No acaso do mundo, o reencontro é sempre possível.

Da capital a Guangling, as inspeções terrestres eram rigorosas.
Li Ping’an, agora procurado, escolheu o caminho pelo rio.
Além disso, o trajeto pelo rio era mais rápido.
Ele entrou em contato com um grupo local de bandidos,
Especialistas nesse tipo de negócio, e justamente havia um barco para Guangling.
Mas, ao saberem que ele queria levar um boi,
Recusaram de imediato: quem leva um boi num barco?
Li Ping’an pagou todo o dinheiro que tinha para garantir sua passagem.
Agora, era o retrato da pobreza:
Um boi, um erhu,
Uma vara de bambu com uma lâmina escondida,
A vara enrolada com linha de pesca, pronta para pescar.
Na cintura, uma “caneta de justiceiro” nada especial.
Por sorte, o barco oferecia comida; do contrário, só restaria comer terra.
Li Ping’an ficou na cabine, aguardando meia hora.
Logo, todos os passageiros chegaram.

Incluindo Li Ping’an, mais de vinte pessoas foram acomodadas na cabine mais interna.
Apertada, fétida, um ambiente hostil.
Li Ping’an sorriu resignado.
Todos se olhavam, conscientes de que ali não havia inocentes.
Então, um homem baixo de colete rasgado apareceu e saudou o grupo:
—Senhores, encontrar-vos aqui é uma questão de destino. Sou “Grilo Voador” do Portão da Pulga.
Um homem de cicatriz zombou:
—E eu pensando quem era!

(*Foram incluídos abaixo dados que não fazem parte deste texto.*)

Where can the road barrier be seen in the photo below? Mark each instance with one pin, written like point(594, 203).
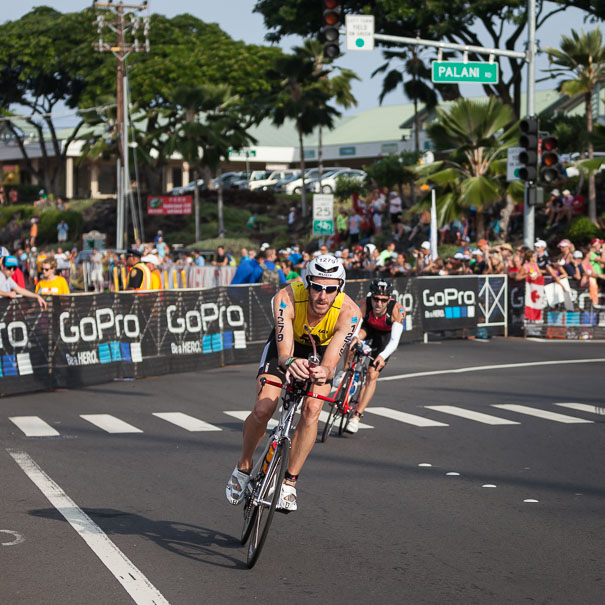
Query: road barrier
point(85, 339)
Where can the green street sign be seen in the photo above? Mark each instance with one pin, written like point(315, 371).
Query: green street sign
point(450, 71)
point(323, 227)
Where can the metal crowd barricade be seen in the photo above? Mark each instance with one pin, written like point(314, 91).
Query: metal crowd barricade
point(493, 301)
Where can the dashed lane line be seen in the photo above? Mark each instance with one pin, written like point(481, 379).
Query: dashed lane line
point(184, 421)
point(34, 426)
point(110, 423)
point(584, 407)
point(501, 366)
point(404, 417)
point(470, 414)
point(141, 590)
point(554, 416)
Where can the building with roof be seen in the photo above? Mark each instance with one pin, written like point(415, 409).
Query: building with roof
point(354, 141)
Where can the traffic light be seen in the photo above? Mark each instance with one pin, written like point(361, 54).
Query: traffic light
point(529, 156)
point(549, 170)
point(331, 22)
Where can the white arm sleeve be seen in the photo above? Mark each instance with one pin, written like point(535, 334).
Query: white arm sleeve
point(396, 332)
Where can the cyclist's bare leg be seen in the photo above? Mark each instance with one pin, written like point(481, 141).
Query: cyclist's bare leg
point(255, 425)
point(368, 390)
point(306, 431)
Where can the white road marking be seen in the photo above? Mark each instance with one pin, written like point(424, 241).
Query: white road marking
point(33, 426)
point(470, 415)
point(404, 417)
point(17, 537)
point(501, 366)
point(110, 423)
point(243, 414)
point(134, 582)
point(583, 407)
point(189, 423)
point(323, 417)
point(524, 409)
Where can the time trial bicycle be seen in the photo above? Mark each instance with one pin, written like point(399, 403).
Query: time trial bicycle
point(263, 490)
point(349, 390)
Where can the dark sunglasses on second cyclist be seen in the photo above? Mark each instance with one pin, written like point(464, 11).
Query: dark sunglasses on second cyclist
point(320, 288)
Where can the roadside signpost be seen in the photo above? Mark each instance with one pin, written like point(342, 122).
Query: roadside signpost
point(323, 214)
point(476, 71)
point(360, 32)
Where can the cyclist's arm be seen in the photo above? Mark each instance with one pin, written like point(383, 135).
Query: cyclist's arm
point(283, 311)
point(347, 326)
point(396, 332)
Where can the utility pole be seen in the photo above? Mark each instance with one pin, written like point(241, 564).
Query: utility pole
point(529, 214)
point(125, 22)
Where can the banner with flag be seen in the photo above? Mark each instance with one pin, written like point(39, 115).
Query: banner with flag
point(535, 299)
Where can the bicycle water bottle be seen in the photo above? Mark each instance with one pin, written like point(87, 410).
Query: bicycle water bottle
point(269, 456)
point(354, 383)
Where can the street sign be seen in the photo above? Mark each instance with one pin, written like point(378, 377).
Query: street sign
point(360, 32)
point(513, 164)
point(323, 214)
point(450, 71)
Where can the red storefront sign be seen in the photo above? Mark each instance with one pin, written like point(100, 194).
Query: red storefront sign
point(169, 204)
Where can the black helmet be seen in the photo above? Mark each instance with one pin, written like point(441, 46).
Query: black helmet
point(381, 286)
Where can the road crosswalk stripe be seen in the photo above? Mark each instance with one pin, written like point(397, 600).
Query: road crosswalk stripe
point(583, 407)
point(554, 416)
point(470, 414)
point(404, 417)
point(323, 417)
point(189, 423)
point(34, 426)
point(243, 414)
point(110, 423)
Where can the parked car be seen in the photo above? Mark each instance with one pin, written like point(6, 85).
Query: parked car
point(296, 185)
point(281, 183)
point(328, 181)
point(266, 184)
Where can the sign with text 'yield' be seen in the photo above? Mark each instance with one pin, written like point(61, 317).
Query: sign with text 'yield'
point(450, 71)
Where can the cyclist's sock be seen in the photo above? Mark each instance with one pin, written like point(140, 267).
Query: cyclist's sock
point(291, 479)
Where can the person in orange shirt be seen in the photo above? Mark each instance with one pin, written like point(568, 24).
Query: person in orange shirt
point(51, 283)
point(153, 262)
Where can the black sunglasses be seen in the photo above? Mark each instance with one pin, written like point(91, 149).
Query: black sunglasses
point(320, 288)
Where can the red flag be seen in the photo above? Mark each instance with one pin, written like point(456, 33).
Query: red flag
point(535, 300)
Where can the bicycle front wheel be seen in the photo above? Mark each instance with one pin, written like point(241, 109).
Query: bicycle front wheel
point(268, 498)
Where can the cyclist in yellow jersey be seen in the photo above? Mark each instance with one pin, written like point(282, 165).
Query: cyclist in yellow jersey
point(332, 318)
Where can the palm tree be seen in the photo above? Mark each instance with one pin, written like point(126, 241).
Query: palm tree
point(581, 63)
point(475, 133)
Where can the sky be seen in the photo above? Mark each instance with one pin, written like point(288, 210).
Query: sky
point(237, 19)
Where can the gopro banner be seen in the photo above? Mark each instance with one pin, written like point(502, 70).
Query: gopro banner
point(448, 303)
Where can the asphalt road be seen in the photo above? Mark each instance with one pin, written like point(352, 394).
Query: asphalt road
point(375, 521)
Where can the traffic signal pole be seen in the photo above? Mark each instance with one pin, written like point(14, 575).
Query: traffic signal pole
point(529, 56)
point(529, 212)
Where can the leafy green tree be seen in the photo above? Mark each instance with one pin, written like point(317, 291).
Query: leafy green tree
point(581, 63)
point(489, 23)
point(46, 59)
point(202, 123)
point(478, 133)
point(337, 80)
point(303, 96)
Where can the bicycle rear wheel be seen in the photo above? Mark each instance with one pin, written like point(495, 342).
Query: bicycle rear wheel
point(330, 422)
point(268, 497)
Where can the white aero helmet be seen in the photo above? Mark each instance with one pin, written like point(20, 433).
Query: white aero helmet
point(328, 266)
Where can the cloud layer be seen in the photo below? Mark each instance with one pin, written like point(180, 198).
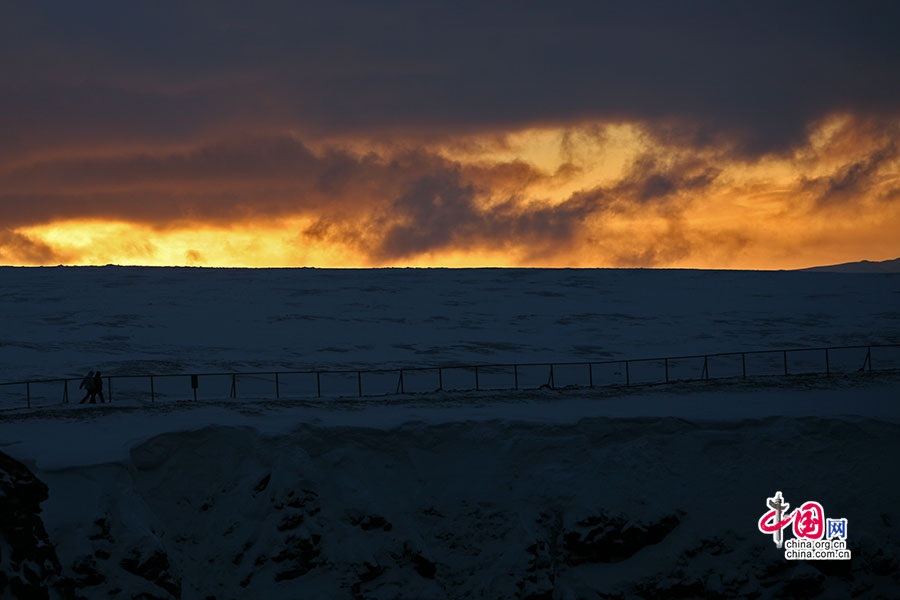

Só ladrão de galinhas, ainda se apresenta aqui.
O tal Grilo Voador riu sem graça, sentou-se ao lado de Li Ping’an e saudou:
—Sou Grilo Voador.
Li Ping’an respondeu:
—Dragão Rolante.
—Há muito ouvi falar! — exclamou Grilo Voador.
Li Ping’an conteve o riso, pensando que aquele sujeito sabia iniciar conversa.
—E seus olhos...?
—Não enxergam.
—Ah...
Grilo Voador assentiu.
O barco balançava como uma folha no meio do rio.
As águas batiam no casco velho, levantando brilhos fosforescentes.
O rio parecia uma serpente prateada, e o vento soprava suave.
Li Ping’an ouvia apenas o som dos remos.
Em sua mente, via a água subindo e descendo, ritmicamente batendo nos diques retos.
Ao redor, muitos barcos navegavam ordenadamente.
Liu Yun estava na margem, sentindo o vento do rio.
Observava as embarcações em silêncio.
—Princesa, vista mais roupas, acabou de chover, está frio.
A dama de companhia cobriu-a com um manto espesso.
Os guardas não entendiam porque a princesa, de repente, queria admirar a paisagem.
Liu Yun olhava para o barco que levava Li Ping’an.
Seu rosto era como jade branco banhado pelo rio, suave e brilhante.
Fitava a vela solitária ao longe, os galhos de salgueiro, e seus pensamentos voavam para a longínqua capital.
Pensou, inesperadamente, se não fosse herdeira do império,
Será que também poderia ser como ele?
Livre, sem amarras, tendo o mundo por lar.
Ao pensar nisso, sorriu de si mesma.
No fim, não passava de um devaneio.
—Muu!
O velho boi no barco percebeu Liu Yun e mugiu.
—Vamos.
Liu Yun virou-se, caminhando de volta ao seu império.
E Li Ping’an seguiria pelo rio, rumo ao seu próprio mundo.